GENEL KURUL KONUŞMASI
Konu: 31 Ekim bilim ve siyaset adamı Erdal İnönü'ye ölümünün 11'inci yıl dönümünde Allah'tan rahmet dilediğine, Harran Üniversitesi Rektörü Profesör Doktor Ramazan Taşaltın'ın Cumhurbaşkanına itaat etmenin farz değil farzıayn olduğuna, karşı çıkmanın ise haram olduğuna ilişkin sözlerini kınadığına, fikri hür, vicdanı hür nesiller yetiştirmesi mümkün gözükmeyen bu rektörün ivedilikle görevden alınmasının şart olduğuna, 31 Ekim Dünya Tasarruf Günü'ne ve Türkiye'nin plastik çöp ithal eden bir ülke konumuna geldiğine ilişkin açıklaması
Yasama Yılı:2
Birleşim:12
Tarih:31.10.2018

LÜTFÜ TÜRKKAN (Kocaeli) - Sayın Başkan, bugün, bilim ve siyaset adamı olan, siyasette de naifliği ve hoşgörüsüyle hoş bir seda bırakan Sayın Profesör Erdal İnönü'nün ölüm yıl dönümü. Merhuma Allah'tan rahmet diliyorum, ailesi ve sevenlerine de başsağlığı diliyorum.

Bugün hayli gündemde ama bir de ben hatırlatmak istiyorum; Harran Üniversitesi Rektörü Profesör Doktor Ramazan Taşaltın. Hayatında bu kadar meşhur olacağını bilseydi bu Sayın Rektör aklına bile getirmezdi. Akit Televizyonunda bir programa katılıyor, Sayın Erdoğan'a itaatin farz değil farzıayn olduğunu iddia ediyor, karşı çıkmanın ise haram olduğunu söylüyor. İlim, bilim ve kültür adamı sıfatıyla özgür düşüncenin temsilcisi olması gereken bir rektörün sınır tanımaksızın yaptığı bu gaf içeren ifadeleri esefle kınıyorum. Farz da, helal de, haram da yüce kitabımız Kur'an-ı Kerim'de belirlenmişken sözde rektörün kendince farz ve haram uydurması gaflet değilse şüphesiz şifa bulmaz bir cehalettir; bu, şirk koşmakla da eş değerdir. Fikri hür, vicdanı hür, irfanı hür nesiller yetiştirmesi mümkün gözükmeyen bu rektörün ivedilikle görevden alınması şarttır. Bu rektör en büyük kötülüğü de Sayın Cumhurbaşkanına yapmıştır aslında. Sayın Cumhurbaşkanının bu konuyu bir defa daha gözden geçirmesi gerektiğini düşünüyorum.

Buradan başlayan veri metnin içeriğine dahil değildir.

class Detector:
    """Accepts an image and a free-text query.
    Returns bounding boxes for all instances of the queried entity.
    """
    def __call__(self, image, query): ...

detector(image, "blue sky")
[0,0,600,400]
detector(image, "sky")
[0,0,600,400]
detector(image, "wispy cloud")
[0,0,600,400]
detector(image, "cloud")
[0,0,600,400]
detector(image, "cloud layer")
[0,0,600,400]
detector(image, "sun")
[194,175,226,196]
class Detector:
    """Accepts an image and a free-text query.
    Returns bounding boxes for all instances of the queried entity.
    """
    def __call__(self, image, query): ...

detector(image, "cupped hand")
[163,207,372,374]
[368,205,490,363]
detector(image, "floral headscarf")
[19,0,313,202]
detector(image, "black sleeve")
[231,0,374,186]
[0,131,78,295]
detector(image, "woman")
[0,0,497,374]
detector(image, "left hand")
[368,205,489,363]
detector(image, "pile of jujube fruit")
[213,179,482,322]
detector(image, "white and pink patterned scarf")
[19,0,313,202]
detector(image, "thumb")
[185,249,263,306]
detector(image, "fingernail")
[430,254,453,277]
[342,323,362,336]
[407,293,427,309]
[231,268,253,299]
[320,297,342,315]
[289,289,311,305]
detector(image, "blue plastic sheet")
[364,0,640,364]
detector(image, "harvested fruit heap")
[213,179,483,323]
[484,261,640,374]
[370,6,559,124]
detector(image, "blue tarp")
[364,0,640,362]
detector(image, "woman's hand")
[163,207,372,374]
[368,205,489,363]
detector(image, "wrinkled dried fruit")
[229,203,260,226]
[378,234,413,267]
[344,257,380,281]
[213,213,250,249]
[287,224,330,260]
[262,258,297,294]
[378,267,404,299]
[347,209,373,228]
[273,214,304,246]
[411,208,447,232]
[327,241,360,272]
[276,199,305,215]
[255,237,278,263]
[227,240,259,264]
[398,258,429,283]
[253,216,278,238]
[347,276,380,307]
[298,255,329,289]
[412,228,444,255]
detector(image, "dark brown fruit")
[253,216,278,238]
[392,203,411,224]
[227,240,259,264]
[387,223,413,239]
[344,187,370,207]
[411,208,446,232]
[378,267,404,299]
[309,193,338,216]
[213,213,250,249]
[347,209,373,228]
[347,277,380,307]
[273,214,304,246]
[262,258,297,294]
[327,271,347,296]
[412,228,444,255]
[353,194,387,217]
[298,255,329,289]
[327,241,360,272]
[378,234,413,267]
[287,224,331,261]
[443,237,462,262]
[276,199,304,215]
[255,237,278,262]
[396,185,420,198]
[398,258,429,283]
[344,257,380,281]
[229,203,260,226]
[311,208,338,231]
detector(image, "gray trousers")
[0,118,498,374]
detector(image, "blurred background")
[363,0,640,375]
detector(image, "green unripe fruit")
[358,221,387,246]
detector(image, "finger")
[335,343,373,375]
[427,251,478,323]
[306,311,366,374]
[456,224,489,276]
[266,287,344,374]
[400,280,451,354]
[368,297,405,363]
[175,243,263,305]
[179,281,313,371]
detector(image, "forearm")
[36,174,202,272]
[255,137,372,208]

Bugün 31 Ekim Dünya Tasarruf Günü. Yani Türkiye'nin en çok tasarruf etmesi gereken, bir ekonomik savaştan geçtiğimiz ifade edilen günün kutlaması bugün.

(Mikrofon otomatik cihaz tarafından kapatıldı)

BAŞKAN - Devam edin Sayın Türkkan.

LÜTFÜ TÜRKKAN (Kocaeli) - Ama biz bugüne girerken Sayın Cumhurbaşkanımız kendi kendine yaptığı zamla, aslında bizim tasarruf etmeyen bir toplum olduğumuzu ifade etti. Bundan sonra hiçbirimizi, hiçbir kamu görevlisini, hiçbir vatandaşı da tasarrufa davet etmesin, hiç kimse bu daveti ciddiye almayacaktır.

Son olarak bir şey ifade etmek istiyorum. Biz dünyanın kendi kendini doyuran yedi ülkesinden biri hâline gelmişken nohut ithal ettik, mercimek ithal ettik, et ithal ettik, saman ithal ettik, derken en sonunda ne ithal ettik biliyor musunuz? Çöp ithal ettik, çöp! Türkiye, çöp ithal eden bir ülke. 27 bin ton çöp ithal etti Türkiye bu yılın ilk üç ayında.

(Mikrofon otomatik cihaz tarafından kapatıldı)

BAŞKAN - Sözlerinizi tamamlayın Sayın Türkkan.

LÜTFÜ TÜRKKAN (Kocaeli) - Yani demem o ki Adalet ve Kalkınma Partisi Hükûmeti Türkiye'yi her şeye muhtaç ettiği gibi sonunda çöpe bile muhtaç etti. Çöplerin iktidarı olarak akıllarda kalacak.